Machado is hardly alone in speaking out against Cuba. In recent months, its growing influence in Venezuela has provoked anti-Cuban protest marches; anti-Cuban graffiti (“Cuba Out!); and Cuba has been a frequent topic on social media. Venezuela’s twitter users — when not blocked by Venezuela’s Internet censors — have buzzed with accounts of Cuban goons and military equipment playing a part in the brutal crack-down of the student-led protest movement. Cuba receives 100,000 barrels of Venezuela oil a day in exchange for various types of technical assistance. It has long regarded Venezuela as a prize, having sponsored guerrilla insurgencies there in the 1960s. Recently, El Nuevo Herald, sister paper of The Miami Herald, documented the extensive role that Cuba’s security forces are playing in Venezuela, based on interviews with ex-intelligence agents in Venezuela.

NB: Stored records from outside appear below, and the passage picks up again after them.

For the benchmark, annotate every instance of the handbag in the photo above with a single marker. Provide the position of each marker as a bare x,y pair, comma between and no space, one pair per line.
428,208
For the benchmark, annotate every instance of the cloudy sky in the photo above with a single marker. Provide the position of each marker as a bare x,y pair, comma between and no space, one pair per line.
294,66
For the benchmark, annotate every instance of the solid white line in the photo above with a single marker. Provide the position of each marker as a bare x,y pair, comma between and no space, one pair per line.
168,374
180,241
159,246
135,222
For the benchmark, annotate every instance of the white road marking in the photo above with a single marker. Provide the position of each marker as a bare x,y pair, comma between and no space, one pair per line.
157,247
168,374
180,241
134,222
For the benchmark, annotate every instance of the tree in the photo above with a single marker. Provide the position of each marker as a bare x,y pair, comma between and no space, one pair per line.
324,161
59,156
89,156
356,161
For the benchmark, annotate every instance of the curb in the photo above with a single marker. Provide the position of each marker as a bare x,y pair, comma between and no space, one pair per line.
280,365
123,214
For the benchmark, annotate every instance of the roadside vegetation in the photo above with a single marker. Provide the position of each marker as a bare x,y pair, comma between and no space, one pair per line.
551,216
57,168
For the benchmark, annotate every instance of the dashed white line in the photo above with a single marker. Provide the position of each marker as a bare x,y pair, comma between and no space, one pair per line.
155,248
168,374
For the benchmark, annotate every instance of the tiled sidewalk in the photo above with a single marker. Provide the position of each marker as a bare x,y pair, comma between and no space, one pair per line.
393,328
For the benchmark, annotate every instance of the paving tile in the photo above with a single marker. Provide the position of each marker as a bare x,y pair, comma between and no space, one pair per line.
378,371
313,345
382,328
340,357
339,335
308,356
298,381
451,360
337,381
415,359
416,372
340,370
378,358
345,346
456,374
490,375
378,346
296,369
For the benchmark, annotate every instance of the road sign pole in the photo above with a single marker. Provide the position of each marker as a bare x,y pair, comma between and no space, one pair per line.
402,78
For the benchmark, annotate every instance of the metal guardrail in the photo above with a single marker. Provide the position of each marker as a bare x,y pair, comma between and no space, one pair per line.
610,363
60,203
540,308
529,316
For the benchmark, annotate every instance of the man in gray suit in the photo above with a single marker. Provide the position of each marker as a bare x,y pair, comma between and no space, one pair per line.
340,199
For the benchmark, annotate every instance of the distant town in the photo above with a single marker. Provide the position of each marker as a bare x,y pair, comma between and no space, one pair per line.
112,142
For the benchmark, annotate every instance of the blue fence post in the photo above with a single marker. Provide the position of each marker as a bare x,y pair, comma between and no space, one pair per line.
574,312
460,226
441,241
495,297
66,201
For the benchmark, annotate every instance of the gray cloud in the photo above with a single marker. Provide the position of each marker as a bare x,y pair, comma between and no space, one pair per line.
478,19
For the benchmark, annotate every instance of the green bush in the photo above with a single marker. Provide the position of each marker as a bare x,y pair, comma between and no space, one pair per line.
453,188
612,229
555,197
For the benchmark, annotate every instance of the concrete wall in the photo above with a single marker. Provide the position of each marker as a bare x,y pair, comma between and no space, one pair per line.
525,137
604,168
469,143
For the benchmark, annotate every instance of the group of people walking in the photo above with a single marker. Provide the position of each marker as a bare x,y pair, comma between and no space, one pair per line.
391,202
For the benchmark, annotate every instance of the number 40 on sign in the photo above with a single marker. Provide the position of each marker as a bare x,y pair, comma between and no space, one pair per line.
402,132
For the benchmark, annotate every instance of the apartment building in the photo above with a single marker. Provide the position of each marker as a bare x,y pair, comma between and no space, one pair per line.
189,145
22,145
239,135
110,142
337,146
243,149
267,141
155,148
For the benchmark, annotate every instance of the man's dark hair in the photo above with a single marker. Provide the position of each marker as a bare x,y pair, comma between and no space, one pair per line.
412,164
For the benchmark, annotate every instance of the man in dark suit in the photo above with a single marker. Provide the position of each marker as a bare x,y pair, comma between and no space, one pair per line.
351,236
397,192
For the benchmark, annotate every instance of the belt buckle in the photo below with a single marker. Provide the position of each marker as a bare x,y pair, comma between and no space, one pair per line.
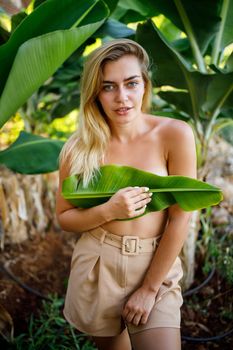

The Cubanization of Venezuela is not only reflected in the repression which the OAS doesn’t want to hear about, but in the Maduro administration’s harassment and marginalization of opposition leaders — a strategy right out of the Castro brothers’ playbooks. After addressing the OAS, for instance, Machado was called a traitor by some Venezuelans lawmakers. The leader of Venezuela’s congress, Diosdado Cabello, even said her OAS appearance had violated the constitution; and so she had lost her seat in the legislature and was no longer immune from being prosecuted for allegedly provoking violent protests.
And earlier this week, security agents arrested one opposition mayor, and another was sentenced to ten months in prison. Both were accused of inciting rebellion by having failed to dismantle street barricades set up by anti-government protesters. This follows last month’s arrest of opposition leader Leopoldo López, a former mayor, for allegedly inciting protesters; or what President Maduro claimed was a call to murder, arson, and terrorism — charges Amnesty International called a “politically motivated attempt to silence dissent. “To this day, no evidence of any kind has been presented,” López wrote in a New York Times op-ed.
Machado, for her part, is no stranger to Chavista thuggishness. Last April, Chavista lawmakers attacked her in congress and broke her nose.
OAS members who supported Panama’s effort to give Machado a public hearing were: Canada, Chile, Colombia, Costa Rica, United States, Guatemala, Honduras, México, Paraguay, and Perú. Among those opposing Panama’s effort: Brazil, Nicaragua, Uruguay, El Salvador, Argentina, Venezuela, Bolivia and the Caribbean countries minus Barbados, which abstained.
The Obama administration has spoken out against Venezuela’s human rights violations, but it has yet to take action. While the OAS meeting was discouraging for U.S. interests and supporters of democracy, it did have an upside, as pointed out by Venezuela analyst Francisco Toro at Caracas Chronicles. “Nearly twice as many people live in the eleven countries that voted against the Maduro regime than in countries that voted with it. Out of the 17 Spanish speaking countries in OAS, 9 voted against the Maduro regime, just 8 for it.”
Machado reportedly took this video with her to explain what has been happening in Venezuela:
The video depicts a grim reality for Venezuela. Unfortunately, the country continues to roil, with reconciliation still a distant possibility.